1779 - Der Frieden von Teschen und die Eingliederung des Innviertels

Maria Theresia erhob nach dem Tod des letzten Wittelsbachers Anspruch auf Niederbayern. Der damals 37-jährige Joseph II. versagte bei den Bemühungen um den bayrischen Besitzkomplex dermaßen, dass Maria Theresia überlegte, in den Erblanden ihren anderen Sohn Leopold nachfolgen zu lassen. Joseph versuchte schon vor dem Tod des Kurfürsten ganz Bayern einzuziehen und verzichtete auf Verhandlungen mit Preußen.

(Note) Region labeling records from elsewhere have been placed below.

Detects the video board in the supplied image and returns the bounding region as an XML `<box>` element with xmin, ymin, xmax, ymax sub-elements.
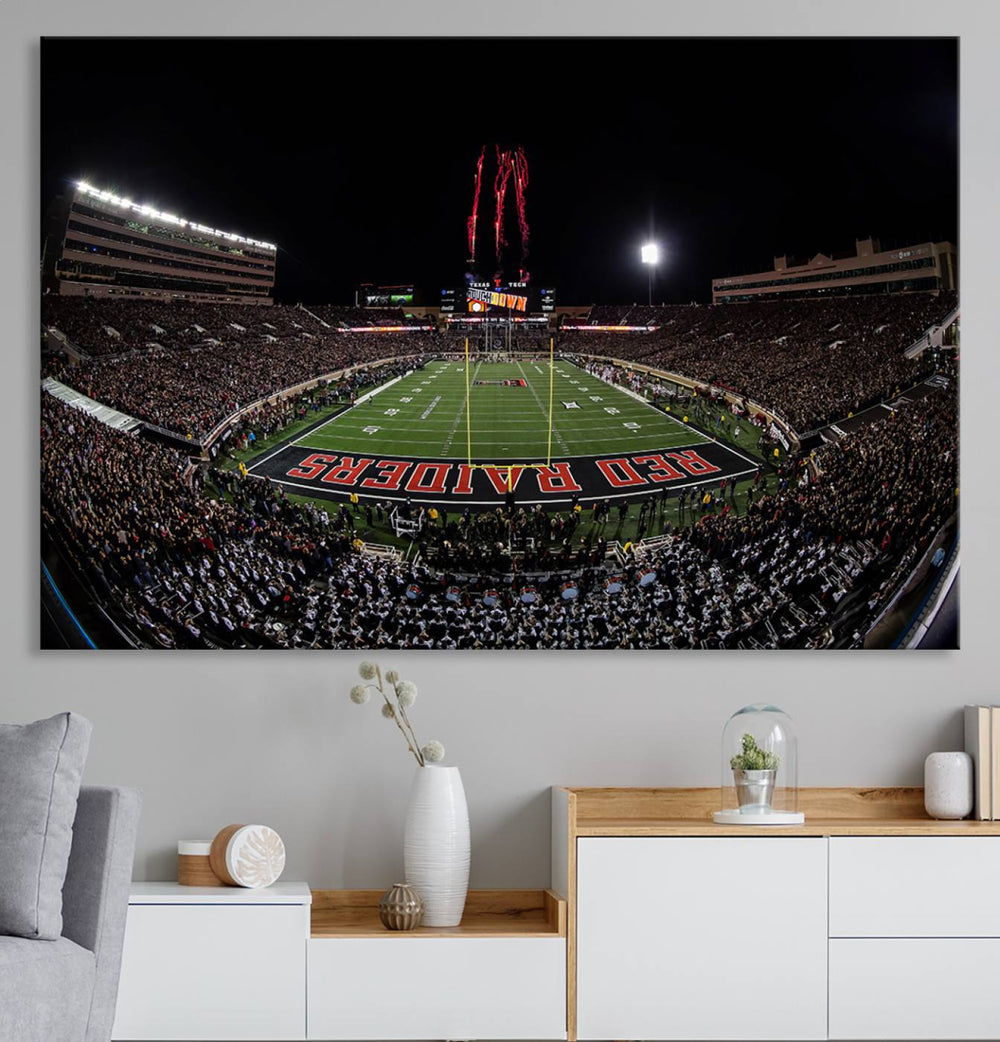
<box><xmin>441</xmin><ymin>282</ymin><xmax>555</xmax><ymax>318</ymax></box>
<box><xmin>357</xmin><ymin>282</ymin><xmax>414</xmax><ymax>307</ymax></box>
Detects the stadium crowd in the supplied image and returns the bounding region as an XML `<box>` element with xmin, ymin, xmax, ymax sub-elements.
<box><xmin>48</xmin><ymin>332</ymin><xmax>435</xmax><ymax>439</ymax></box>
<box><xmin>42</xmin><ymin>295</ymin><xmax>327</xmax><ymax>356</ymax></box>
<box><xmin>560</xmin><ymin>293</ymin><xmax>956</xmax><ymax>433</ymax></box>
<box><xmin>42</xmin><ymin>364</ymin><xmax>957</xmax><ymax>648</ymax></box>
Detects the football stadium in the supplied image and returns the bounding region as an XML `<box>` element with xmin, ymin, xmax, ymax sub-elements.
<box><xmin>41</xmin><ymin>36</ymin><xmax>960</xmax><ymax>649</ymax></box>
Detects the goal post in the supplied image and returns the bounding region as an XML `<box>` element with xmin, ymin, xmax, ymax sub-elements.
<box><xmin>466</xmin><ymin>337</ymin><xmax>555</xmax><ymax>477</ymax></box>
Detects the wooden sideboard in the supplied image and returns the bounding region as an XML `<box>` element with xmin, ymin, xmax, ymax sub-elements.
<box><xmin>552</xmin><ymin>788</ymin><xmax>1000</xmax><ymax>1042</ymax></box>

Maria Theresia versuchte die Lage zu retten. Durch Verhandlungen mit dem Kurfürsten von der Pfalz, Karl Theodor, der auch einen Teil des Wittelsbacher Erbes wollte, ergab sich die Möglichkeit, zumindest Teile Bayerns zu bekommen. Kaum waren diese Gebiete für Österreich im Gespräch, ließ Joseph österreichische Truppen in Niederbayern einmarschieren, die Schärding und Teile des Landgerichtes Ried besetzten. Maria Theresia hielt nicht viel von dieser Militäraktion. Auch König Friedrich von Preußen war verärgert über die voreilige Besetzung. Die Verhandlungen zwischen ihm und Joseph scheiterten, es kam zu einigen kleinen Gefechten. Dann jedoch schalteten sich Frankreich und Russland als Vermittler ein. Für die Österreicher liefen die Friedensverhandlungen nicht gut, sie mussten Stück für Stück auf das begehrte Gebiet verzichten. Schließlich kam beim Friedensschluss in Teschen 1779 nur das Innviertel in Besitz der Österreicher.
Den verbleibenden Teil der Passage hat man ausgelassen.